Ever felt sad for practically no reason on a rainy and gloomy day?  With the significant reduction of sunlight during the winter months, it throws your body off of what time it actually is, and leads to you feeling sad or depressed. This is called Seasonal Affective Disorder.

Since March when the pandemic started, students have had a lot to bear mentally, and there has been slight concern on how students are doing in the winter with everything going on. With so much to think about, from classes, the vaccine, to the new strand of coronavirus floating around, it’s vitally important that students are taking care of their mental health.

A lot of students claimed it has been hard to focus, and that juggling school with their personal life has been hard. Becca Keaton, a junior at Indiana State, said, “it’s been literally awful, I cannot focus on a single assignment, right now it all feels like too much. Another student, Derryea Williams, acknowledged she gets seasonal depression every winter. She states, “my performance in school seems to decrease around this time of year, but nothing too dramatic. Can’t afford to be failing out.” She states even though she’s aware of her mental health, she has to remind herself to get it together to push through.

On the other hand, freshman LaJuane L. Williams stated that this semester has been a little fun, with “being reunited with campus friends, but I feel like it’s a little exhausting (with getting used to being back in class on campus).
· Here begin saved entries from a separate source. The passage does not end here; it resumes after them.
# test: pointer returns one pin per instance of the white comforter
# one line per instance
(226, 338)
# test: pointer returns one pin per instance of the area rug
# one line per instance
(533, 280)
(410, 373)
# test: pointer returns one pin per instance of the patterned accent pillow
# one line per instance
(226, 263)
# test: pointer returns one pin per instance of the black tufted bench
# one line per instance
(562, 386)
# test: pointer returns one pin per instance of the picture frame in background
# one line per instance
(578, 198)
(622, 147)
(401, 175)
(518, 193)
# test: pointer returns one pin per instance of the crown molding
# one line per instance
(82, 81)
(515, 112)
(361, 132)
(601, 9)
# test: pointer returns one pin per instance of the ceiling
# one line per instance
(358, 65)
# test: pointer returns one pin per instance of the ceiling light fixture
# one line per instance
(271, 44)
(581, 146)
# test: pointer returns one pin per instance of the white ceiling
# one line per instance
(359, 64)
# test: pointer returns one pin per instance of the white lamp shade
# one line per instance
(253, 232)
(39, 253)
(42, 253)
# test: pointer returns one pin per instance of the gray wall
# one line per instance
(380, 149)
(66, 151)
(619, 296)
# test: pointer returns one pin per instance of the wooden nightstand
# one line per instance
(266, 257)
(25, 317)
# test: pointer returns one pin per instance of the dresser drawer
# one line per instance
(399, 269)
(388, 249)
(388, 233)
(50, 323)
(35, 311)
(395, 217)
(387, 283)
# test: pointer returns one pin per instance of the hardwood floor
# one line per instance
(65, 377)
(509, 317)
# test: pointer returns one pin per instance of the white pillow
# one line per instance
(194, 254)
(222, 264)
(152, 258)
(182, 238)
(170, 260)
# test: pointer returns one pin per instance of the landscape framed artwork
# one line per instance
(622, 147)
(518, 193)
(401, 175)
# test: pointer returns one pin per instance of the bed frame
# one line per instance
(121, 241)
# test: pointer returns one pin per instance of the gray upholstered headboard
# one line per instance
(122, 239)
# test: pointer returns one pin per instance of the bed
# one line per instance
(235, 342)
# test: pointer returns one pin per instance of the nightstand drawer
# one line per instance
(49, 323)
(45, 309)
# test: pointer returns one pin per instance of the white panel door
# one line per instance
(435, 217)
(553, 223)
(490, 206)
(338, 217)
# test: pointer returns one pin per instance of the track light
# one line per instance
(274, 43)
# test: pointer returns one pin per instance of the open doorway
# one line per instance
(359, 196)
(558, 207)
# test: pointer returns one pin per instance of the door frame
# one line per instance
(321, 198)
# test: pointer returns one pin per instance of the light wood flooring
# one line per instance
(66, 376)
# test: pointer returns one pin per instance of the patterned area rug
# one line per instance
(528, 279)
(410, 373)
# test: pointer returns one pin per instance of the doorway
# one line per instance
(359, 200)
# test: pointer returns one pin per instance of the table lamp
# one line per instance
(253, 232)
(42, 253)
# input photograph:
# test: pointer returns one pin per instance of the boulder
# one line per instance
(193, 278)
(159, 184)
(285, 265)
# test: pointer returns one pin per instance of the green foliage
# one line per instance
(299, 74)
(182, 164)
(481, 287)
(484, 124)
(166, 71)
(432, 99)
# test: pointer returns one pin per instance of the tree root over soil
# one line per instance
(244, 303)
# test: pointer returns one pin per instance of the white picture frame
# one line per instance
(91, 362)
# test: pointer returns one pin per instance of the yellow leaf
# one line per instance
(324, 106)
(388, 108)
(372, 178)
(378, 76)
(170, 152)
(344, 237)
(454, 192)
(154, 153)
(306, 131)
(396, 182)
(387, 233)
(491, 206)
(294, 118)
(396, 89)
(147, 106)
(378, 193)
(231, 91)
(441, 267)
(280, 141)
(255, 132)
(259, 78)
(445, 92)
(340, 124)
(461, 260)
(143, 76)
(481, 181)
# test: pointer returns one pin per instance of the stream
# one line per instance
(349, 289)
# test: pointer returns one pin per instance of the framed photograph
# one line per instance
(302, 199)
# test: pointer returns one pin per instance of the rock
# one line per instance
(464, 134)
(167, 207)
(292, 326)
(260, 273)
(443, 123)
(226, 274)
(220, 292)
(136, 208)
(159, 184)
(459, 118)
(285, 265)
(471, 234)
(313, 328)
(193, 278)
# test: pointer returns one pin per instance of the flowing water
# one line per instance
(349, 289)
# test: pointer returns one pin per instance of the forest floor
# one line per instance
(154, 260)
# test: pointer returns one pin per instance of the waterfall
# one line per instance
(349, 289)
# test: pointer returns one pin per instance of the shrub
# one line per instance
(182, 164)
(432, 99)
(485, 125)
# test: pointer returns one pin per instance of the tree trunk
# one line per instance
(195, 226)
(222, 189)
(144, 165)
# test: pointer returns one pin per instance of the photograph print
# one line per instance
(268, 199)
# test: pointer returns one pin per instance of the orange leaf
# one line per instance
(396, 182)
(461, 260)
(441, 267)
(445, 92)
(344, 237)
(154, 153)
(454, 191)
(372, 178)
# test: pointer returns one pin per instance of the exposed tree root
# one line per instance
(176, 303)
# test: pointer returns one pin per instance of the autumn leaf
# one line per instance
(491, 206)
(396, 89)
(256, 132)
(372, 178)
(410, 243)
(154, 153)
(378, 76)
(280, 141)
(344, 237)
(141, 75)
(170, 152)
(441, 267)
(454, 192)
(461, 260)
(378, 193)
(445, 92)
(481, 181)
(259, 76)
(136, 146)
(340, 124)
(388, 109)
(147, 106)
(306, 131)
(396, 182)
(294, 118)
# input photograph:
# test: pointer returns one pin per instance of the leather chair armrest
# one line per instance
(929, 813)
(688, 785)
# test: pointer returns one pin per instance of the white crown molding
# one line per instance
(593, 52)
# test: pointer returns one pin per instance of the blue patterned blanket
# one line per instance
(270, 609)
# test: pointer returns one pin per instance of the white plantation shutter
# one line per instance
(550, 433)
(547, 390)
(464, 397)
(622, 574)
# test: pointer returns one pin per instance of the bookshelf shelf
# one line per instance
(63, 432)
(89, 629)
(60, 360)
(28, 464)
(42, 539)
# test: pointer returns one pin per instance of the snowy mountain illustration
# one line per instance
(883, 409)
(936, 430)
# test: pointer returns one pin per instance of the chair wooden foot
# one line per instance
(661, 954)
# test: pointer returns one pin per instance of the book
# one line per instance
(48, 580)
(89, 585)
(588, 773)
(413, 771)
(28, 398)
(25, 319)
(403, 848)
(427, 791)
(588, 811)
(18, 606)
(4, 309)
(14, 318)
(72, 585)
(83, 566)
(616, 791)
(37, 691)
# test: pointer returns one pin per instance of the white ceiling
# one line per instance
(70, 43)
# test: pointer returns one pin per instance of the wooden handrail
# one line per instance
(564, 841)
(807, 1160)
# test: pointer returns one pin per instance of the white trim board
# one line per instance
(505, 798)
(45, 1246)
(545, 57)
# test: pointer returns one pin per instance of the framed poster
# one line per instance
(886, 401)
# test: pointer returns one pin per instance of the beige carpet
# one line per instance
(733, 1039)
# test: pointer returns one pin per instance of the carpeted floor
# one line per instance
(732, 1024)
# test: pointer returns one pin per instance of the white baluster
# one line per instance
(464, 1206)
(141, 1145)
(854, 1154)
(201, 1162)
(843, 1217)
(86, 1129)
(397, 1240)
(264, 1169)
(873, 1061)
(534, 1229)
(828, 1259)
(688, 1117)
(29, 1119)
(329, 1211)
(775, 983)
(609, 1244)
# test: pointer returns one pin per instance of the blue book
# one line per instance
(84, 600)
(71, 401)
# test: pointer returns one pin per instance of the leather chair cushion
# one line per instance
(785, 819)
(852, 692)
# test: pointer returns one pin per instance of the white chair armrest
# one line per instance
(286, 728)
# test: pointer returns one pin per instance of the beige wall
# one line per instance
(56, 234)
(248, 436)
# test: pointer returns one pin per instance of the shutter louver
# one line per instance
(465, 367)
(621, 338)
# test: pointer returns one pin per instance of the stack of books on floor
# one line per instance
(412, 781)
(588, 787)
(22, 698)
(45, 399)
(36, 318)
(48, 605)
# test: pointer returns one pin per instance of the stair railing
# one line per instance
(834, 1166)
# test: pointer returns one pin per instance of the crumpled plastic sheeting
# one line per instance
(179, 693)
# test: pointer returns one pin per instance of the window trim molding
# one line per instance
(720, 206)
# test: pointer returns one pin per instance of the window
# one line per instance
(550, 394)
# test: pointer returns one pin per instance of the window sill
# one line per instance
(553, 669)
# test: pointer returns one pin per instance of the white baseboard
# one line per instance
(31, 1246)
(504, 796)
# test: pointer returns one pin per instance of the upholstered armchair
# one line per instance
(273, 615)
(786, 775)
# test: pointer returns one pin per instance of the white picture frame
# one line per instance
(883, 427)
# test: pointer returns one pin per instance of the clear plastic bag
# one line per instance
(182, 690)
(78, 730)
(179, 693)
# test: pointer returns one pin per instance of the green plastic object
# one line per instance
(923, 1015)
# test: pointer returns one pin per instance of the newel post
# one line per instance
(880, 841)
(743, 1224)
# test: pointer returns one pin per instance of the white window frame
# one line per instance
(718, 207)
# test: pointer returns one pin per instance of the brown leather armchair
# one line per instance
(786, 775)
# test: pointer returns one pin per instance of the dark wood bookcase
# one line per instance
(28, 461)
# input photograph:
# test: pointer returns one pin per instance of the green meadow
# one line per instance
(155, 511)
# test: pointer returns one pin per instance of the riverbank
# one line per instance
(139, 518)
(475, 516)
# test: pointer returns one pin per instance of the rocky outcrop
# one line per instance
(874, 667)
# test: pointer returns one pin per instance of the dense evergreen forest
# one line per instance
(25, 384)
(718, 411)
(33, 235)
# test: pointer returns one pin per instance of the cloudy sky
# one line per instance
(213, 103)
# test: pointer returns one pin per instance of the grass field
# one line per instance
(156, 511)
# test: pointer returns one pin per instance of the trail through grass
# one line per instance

Although it was very hectic first semester it has calmed down a little bit which I like. I see improvements being made to the school and environment and I’m a little happy.”

Overall students seem to be well aware of either how good or bad their mental health status is, but all seem to want to improve themselves in order to be better student. We know that during the pandemic that quarantine may decrease your desire to do things, but the psychology/counseling department advises to keep yourself busy with a daily routine. Don’t get too indulged with social media, and to give your mind a break. Take time to yourself to relax and breathe; the winter won’t be here for too much longer!